Lipid management in systemic lupus erythematosus according to risk classifiers suggested by the European Society of Cardiology and disease-related risk factors reported by the EULAR recommendations.

Background: The European Alliance of Associations for Rheumatology recommended that lipid-lowering therapy (LLT) in systemic lupus erythematosus (SLE) should follow general population guidelines. We examined the eligibility for LLT in SLE according to Systematic Coronary Risk Evaluation (SCORE), with and without the addition of vascular ultrasound (VUS) and disease-related features.

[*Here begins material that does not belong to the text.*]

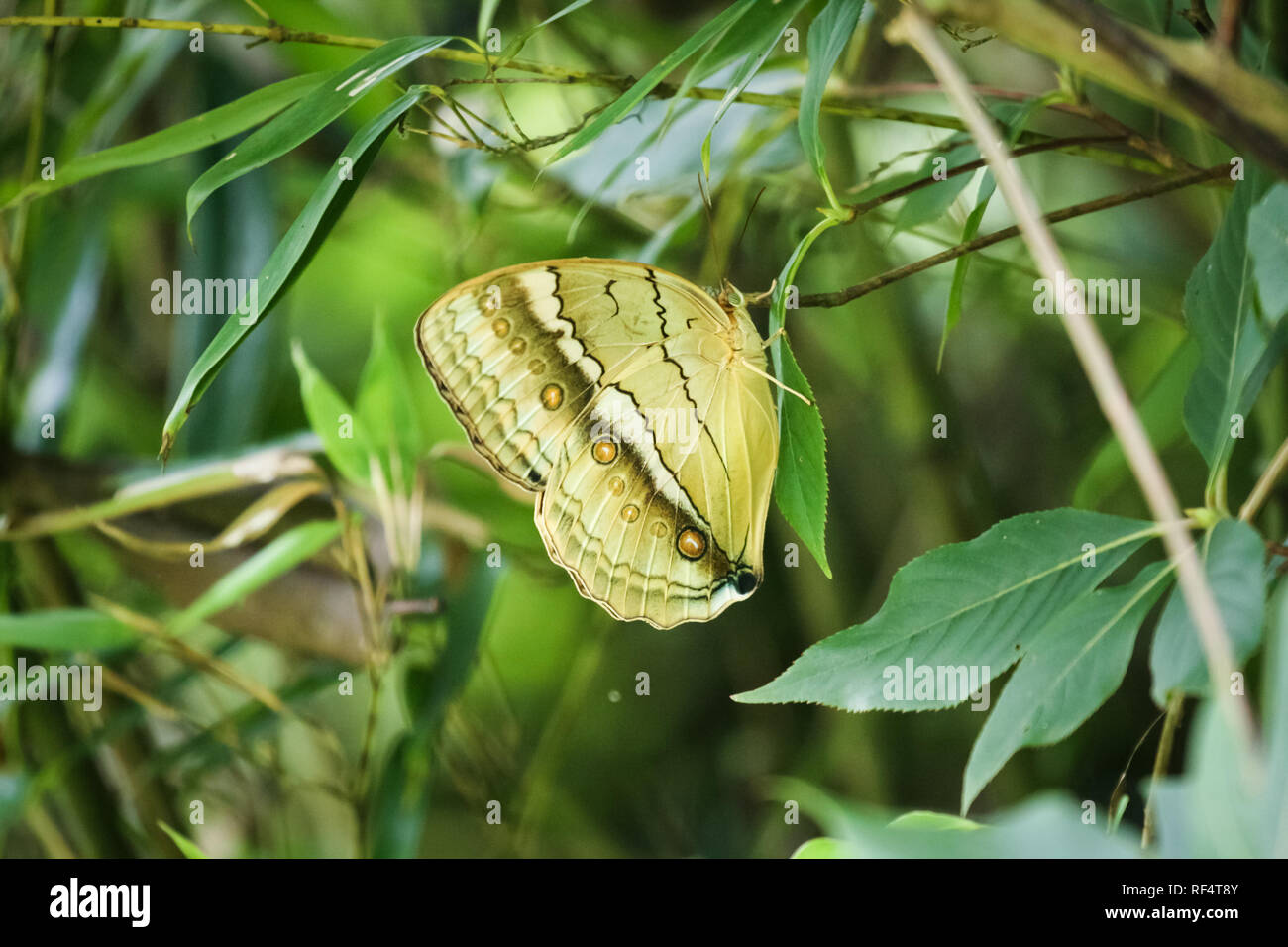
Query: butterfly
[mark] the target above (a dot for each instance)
(636, 406)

Methods: 210 patients with SLE without prior cardiovascular events, diabetes or antiphospholipid syndrome underwent cardiovascular risk assessment with SCORE. LLT eligibility was evaluated in low-risk and moderate-risk patients following European Society of Cardiology (ESC) guidelines. Atherosclerotic plaques on carotid ultrasound (cUS)) and carotid and femoral ultrasound (cfUS), prolonged disease duration (PDD, ≥10 years), failure to achieve lupus low disease activity state (LLDAS), cumulative glucocorticoid 'cardiovascular harm' dose (GC, optimal cut-off to predict ultrasound-detected plaques) and antiphospholipid antibody positivity (aPL) were tested as SCORE risk enhancers for classification ability (phi coefficient) and agreement (Cohen's kappa) using SCORE plus cfUS as a reference modality for LLT eligibility.

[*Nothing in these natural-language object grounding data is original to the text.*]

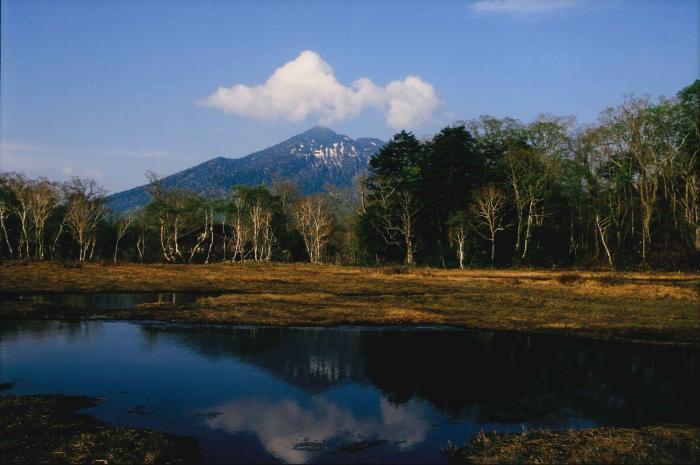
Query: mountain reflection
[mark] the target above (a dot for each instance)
(489, 376)
(297, 433)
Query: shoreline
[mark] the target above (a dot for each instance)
(663, 309)
(52, 428)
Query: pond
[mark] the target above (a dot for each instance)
(345, 395)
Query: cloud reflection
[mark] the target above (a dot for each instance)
(297, 432)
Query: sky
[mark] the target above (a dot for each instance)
(110, 89)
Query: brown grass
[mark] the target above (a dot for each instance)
(666, 444)
(650, 307)
(47, 429)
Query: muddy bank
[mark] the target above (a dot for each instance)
(670, 444)
(49, 429)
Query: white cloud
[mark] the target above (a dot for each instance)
(521, 6)
(306, 86)
(282, 425)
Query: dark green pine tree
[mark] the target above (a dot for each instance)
(450, 166)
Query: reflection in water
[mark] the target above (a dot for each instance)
(106, 301)
(346, 395)
(298, 433)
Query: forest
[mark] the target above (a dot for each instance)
(622, 193)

Results: Plaques were detected in 9.9% of low-risk cases and 54.6% of moderate-risk cases. SCORE alone would indicate 0% of low-risk patients and 3% of moderate-risk patients for LLT eligibility. According to SCORE+cfUS, 9.9% of low-risk patients and 57.6% of moderate-risk patients, respectively, would be eligible for LLT based on ESC guidelines. Ιn low-risk/moderate-risk patients, phi values for SCORE+PDD, GC (cut-off ≥11 g), LLDAS and aPL in antiplatelet-naïve antiphospholipid antibody-positive (aPL/) cases were 0.06/0.13, 0.23/0.20, 0.07/0.16 and 0.06/0.33, respectively. Agreement for LLT eligibility to SCORE+cfUS was better for SCORE+PDD in moderate-risk patients and for SCORE+cUS in both groups of patients. SCORE+GC and SCORE+aPL showed at least fair agreement (kappa ≥0.20) to SCORE+cfUS in low-risk or moderate-risk and in aPL/APT- moderate-risk patients, respectively.

Conclusion: Disease-related and VUS features, in addition to SCORE, may help to improve LLT decision making in SLE. GC and aPL improve LLT eligibility similarly and to a greater degree than PDD or LLDAS.